The postoperative phase for a rhinoplasty lasts approximately one year. The healing from a rhinoplasty is a very long, slow process. In the immediate postoperative phase directly after the surgery there can be some mild nausea and vomiting associated with the anesthetic. A cast is usually placed across the bridge of the nose and stays on for approximately five to six days after the rhinoplasty procedure. There is no packing placed on the inside of the nose. A simple mustache dressing or drip pad is placed underneath the nose for the first 24 hours after the nasal surgery. Bruising and swelling lasts approximately two weeks after the surgery. Patients are able to get back into their social work environment after two weeks without any detectability of having had a rhinoplasty surgery. Depending upon the tip technique, most of the swelling will remain in the tip of the nose for upwards of a year. The majority of tip swelling occurs from lymphatic edema, which settles down in the tip and has to re-channelize and move out of the nasal tip. Occasionally cortisone shots in the first month or two after the surgery can be performed to the nasal tip to speed this recovery. Approximately 20% of the swelling in the nasal tip is still present two months after the surgery. The nasal bridge tends to take shape much faster than the tip, and usually by about the first month most people are really starting to see the shape of their new nose.

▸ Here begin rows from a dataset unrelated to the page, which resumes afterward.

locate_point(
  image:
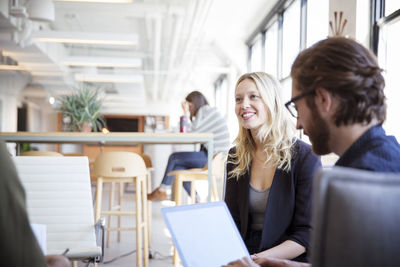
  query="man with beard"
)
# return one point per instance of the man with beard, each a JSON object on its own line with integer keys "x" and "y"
{"x": 338, "y": 99}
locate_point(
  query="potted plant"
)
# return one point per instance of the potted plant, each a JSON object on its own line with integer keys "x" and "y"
{"x": 82, "y": 110}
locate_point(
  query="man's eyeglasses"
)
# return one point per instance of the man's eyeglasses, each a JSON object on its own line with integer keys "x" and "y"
{"x": 291, "y": 104}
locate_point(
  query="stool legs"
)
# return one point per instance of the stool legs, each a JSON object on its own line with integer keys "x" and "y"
{"x": 138, "y": 225}
{"x": 145, "y": 222}
{"x": 99, "y": 194}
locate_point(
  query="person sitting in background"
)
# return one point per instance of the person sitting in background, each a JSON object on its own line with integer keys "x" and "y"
{"x": 18, "y": 245}
{"x": 270, "y": 173}
{"x": 204, "y": 119}
{"x": 338, "y": 99}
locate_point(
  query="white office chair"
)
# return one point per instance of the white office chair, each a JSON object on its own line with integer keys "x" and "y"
{"x": 59, "y": 196}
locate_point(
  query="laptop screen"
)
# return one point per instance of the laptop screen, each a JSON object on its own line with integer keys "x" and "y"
{"x": 204, "y": 234}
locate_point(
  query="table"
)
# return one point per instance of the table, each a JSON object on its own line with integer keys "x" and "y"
{"x": 115, "y": 139}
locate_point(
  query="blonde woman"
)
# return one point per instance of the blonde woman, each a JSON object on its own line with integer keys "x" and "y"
{"x": 270, "y": 173}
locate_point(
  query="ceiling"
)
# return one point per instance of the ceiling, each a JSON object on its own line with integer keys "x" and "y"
{"x": 142, "y": 52}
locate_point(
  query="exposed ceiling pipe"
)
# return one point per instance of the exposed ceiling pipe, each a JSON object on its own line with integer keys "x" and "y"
{"x": 191, "y": 45}
{"x": 187, "y": 31}
{"x": 156, "y": 54}
{"x": 174, "y": 47}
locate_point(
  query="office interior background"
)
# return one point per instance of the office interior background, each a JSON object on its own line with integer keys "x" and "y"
{"x": 145, "y": 56}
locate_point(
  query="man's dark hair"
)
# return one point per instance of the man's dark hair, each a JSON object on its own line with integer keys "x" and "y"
{"x": 197, "y": 99}
{"x": 348, "y": 71}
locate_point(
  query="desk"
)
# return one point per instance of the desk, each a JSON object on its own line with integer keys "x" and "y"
{"x": 115, "y": 139}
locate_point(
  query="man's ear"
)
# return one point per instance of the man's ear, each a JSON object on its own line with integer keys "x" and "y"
{"x": 323, "y": 99}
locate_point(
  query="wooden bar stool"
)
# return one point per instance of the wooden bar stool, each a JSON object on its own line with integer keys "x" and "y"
{"x": 124, "y": 167}
{"x": 149, "y": 166}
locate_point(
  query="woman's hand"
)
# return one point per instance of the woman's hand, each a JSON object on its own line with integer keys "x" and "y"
{"x": 274, "y": 262}
{"x": 185, "y": 107}
{"x": 243, "y": 262}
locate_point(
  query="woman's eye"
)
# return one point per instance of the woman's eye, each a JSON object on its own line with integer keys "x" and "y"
{"x": 254, "y": 96}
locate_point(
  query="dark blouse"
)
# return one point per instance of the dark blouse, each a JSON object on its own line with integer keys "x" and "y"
{"x": 288, "y": 212}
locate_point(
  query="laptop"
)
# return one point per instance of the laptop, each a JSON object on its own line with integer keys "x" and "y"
{"x": 204, "y": 234}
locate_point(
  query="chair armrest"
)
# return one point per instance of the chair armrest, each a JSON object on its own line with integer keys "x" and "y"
{"x": 99, "y": 231}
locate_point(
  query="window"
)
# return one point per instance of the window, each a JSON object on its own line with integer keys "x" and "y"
{"x": 317, "y": 21}
{"x": 386, "y": 43}
{"x": 256, "y": 55}
{"x": 221, "y": 95}
{"x": 271, "y": 50}
{"x": 291, "y": 37}
{"x": 389, "y": 60}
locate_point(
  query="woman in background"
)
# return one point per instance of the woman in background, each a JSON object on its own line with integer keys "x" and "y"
{"x": 270, "y": 173}
{"x": 205, "y": 119}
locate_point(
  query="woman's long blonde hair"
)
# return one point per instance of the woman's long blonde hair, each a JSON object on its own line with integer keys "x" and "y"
{"x": 277, "y": 134}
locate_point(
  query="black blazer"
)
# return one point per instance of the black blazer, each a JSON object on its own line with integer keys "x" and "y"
{"x": 288, "y": 212}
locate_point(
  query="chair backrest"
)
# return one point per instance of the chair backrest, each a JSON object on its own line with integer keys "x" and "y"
{"x": 119, "y": 164}
{"x": 147, "y": 160}
{"x": 42, "y": 153}
{"x": 356, "y": 219}
{"x": 59, "y": 195}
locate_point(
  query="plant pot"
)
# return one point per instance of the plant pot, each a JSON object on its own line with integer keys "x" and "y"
{"x": 86, "y": 128}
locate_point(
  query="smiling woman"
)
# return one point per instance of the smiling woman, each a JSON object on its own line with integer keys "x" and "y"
{"x": 269, "y": 173}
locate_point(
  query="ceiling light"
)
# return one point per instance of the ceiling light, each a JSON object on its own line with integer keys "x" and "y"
{"x": 86, "y": 38}
{"x": 42, "y": 10}
{"x": 97, "y": 1}
{"x": 108, "y": 78}
{"x": 11, "y": 67}
{"x": 103, "y": 62}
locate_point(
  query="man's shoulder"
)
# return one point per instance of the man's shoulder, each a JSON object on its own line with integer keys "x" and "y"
{"x": 379, "y": 154}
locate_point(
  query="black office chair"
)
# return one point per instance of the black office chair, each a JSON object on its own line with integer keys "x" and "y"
{"x": 356, "y": 219}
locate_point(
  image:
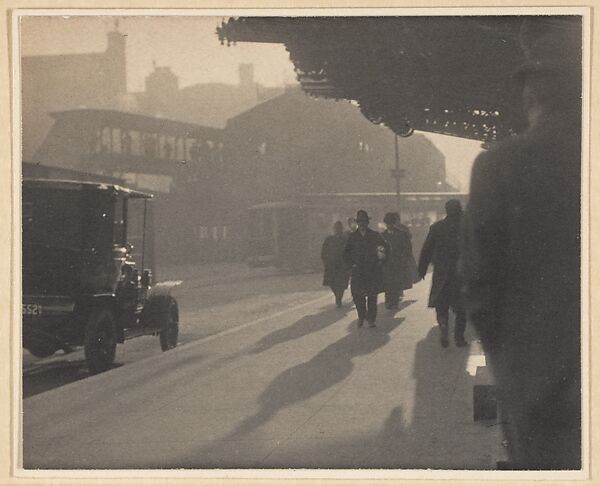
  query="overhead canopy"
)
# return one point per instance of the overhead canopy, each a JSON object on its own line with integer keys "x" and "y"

Occasionally, minor touch-up procedures are performed on the nasal bridge if a small irregularity occurs in the six-month postoperative timeframe. With regards to a deviated septum surgery, typically patients are not able to breathe out of their nose for one week, and starting at about the second or third week the breathing becomes much easier and less congested. The deviated septum surgery can be done at the same time as a fractured broken nose or a rhinoplasty. A minimal amount of narcotic pain pills are taken in the postoperative phase, and many patients just take Extra-Strength Tylenol. Patients return to the Seattle Rhinoplasty Center to see Dr. Portuese at the first week after the surgery to remove the cast. Patients then return in approximately one, month, three months, six months, and twelve months postoperatively to check on the progress of their new nose.

Conclusion

Dr. Portuese and his staff take great pride in realizing a patient’s desire of having a new nose. We specialize in rhinoplasty at our center, and Dr. Portuese has performed thousands of nasal surgeries, which includes rhinoplasty, deviated septum, and broken nose surgeries for the last 20 years in private practice. A very large percentage of our practice involves nasal surgery of some type, and we are pleased to offer our services to our patients.